Tip # 2

Setting the Tone For the Rest of the Year

Show How Much You Care From the Outset

If you ask students what their greatest fear is for the new year, often they will respond that they do not want to get a teacher who yells or embarrasses them in front of others. Imagine how reassuring it would be if you would pledge on day one never to yell at or embarrass a student.

Have you ever heard the expression, " Students' don't care how much you know until they know how much you care?" Taking the time to lay the foundation for success means that you model how much you care through conversations, body language, and activities designed specifically to learn about each and every student as an individual.
In Classroom Habitudes: Teaching Habits and Attitudes for 21st Century Learning, Maiers shares that if we want to improve students' reading, writing, and critical thinking skills, we must help our students become more self-aware.

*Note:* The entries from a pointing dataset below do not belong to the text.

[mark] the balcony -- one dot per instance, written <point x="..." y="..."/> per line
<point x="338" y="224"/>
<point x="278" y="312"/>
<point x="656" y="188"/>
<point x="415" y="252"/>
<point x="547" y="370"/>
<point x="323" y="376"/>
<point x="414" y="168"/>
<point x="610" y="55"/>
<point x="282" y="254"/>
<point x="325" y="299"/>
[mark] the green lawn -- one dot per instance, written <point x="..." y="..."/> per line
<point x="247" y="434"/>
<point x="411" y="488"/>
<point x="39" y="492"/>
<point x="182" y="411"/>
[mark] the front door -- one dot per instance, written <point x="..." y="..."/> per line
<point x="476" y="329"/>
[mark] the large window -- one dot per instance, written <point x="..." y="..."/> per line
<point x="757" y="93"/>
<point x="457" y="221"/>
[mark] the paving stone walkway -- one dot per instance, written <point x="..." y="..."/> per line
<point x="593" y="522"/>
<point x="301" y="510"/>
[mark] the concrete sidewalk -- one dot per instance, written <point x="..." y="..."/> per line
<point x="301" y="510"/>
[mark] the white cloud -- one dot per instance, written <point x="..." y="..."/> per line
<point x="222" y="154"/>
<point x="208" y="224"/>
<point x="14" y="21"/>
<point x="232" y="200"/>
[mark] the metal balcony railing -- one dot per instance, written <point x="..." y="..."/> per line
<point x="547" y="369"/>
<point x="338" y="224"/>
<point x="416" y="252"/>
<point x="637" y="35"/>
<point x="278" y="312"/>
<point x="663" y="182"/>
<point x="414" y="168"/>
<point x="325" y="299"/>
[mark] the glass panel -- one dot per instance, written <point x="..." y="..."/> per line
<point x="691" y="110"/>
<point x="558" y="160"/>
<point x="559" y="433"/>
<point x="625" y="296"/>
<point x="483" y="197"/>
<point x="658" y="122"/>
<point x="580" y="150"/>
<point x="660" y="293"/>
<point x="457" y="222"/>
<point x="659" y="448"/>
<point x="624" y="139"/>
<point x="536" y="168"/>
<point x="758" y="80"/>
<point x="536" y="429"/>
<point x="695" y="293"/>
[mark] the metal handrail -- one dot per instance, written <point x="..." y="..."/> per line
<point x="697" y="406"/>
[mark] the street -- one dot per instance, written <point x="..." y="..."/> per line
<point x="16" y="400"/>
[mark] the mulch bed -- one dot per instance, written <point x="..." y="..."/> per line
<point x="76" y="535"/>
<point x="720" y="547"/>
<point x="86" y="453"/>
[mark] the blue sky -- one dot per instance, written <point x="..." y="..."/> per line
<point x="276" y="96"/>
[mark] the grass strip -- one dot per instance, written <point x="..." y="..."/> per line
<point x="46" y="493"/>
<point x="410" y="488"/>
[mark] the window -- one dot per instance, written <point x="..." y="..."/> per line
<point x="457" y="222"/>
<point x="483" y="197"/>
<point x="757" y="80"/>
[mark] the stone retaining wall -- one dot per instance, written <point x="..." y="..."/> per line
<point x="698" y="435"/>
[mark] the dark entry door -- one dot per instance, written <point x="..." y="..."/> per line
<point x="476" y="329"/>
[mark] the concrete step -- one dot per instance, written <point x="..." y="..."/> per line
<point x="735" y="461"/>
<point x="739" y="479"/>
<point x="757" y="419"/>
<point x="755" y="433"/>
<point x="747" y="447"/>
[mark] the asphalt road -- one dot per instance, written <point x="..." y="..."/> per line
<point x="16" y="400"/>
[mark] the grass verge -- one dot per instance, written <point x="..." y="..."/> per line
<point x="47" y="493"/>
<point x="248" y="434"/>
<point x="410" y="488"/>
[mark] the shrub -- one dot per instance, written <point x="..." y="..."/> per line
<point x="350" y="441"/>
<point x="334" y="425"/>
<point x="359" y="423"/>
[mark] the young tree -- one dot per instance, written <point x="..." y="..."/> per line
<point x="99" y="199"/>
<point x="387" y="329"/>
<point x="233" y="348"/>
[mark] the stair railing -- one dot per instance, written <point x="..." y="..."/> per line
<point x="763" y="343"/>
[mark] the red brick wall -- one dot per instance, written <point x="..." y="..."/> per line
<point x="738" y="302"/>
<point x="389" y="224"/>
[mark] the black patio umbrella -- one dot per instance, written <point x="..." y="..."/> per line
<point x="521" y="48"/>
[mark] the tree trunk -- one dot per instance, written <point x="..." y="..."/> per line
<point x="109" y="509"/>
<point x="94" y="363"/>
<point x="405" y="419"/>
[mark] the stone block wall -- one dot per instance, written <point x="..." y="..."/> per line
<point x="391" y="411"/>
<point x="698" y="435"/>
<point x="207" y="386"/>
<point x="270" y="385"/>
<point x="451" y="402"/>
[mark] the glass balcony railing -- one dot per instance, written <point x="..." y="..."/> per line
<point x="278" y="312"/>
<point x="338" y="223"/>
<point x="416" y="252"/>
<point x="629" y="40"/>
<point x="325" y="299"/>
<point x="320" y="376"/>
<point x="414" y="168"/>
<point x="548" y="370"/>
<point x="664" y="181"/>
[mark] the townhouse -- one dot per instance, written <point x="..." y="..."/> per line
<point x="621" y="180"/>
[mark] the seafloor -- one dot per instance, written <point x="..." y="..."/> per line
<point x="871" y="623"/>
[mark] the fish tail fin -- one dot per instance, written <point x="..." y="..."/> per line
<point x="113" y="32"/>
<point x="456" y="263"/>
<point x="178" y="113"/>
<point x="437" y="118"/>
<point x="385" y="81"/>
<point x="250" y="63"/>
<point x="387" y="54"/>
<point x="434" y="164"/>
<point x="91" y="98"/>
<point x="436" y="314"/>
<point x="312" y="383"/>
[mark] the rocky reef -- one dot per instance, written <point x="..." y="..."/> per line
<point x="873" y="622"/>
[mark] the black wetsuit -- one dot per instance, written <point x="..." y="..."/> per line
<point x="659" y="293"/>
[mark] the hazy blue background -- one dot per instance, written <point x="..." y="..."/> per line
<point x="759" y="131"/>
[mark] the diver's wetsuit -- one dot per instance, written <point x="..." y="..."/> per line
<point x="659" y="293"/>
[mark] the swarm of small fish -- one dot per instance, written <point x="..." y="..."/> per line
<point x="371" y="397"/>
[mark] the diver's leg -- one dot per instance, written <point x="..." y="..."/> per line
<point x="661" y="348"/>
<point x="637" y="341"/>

She suggests the following activities to improve self-awareness:

Conversations That Last: Continuing the Dialogue

My best trait is...
I struggle most with...
My favorite learning environment is ...
Something that gets in the way with my learning is...
I learn best by...
I am interested in...


The Story of Me: Heart Mapping

Consider having your students place their thoughts on a heart to begin organizing their thoughts.

What has really affected your heart?
What people have been most important to you?
What happy memories do you have?
What things are important to you?
What is at the center of your heart?
Could different colors represent emotions, events, or relationships?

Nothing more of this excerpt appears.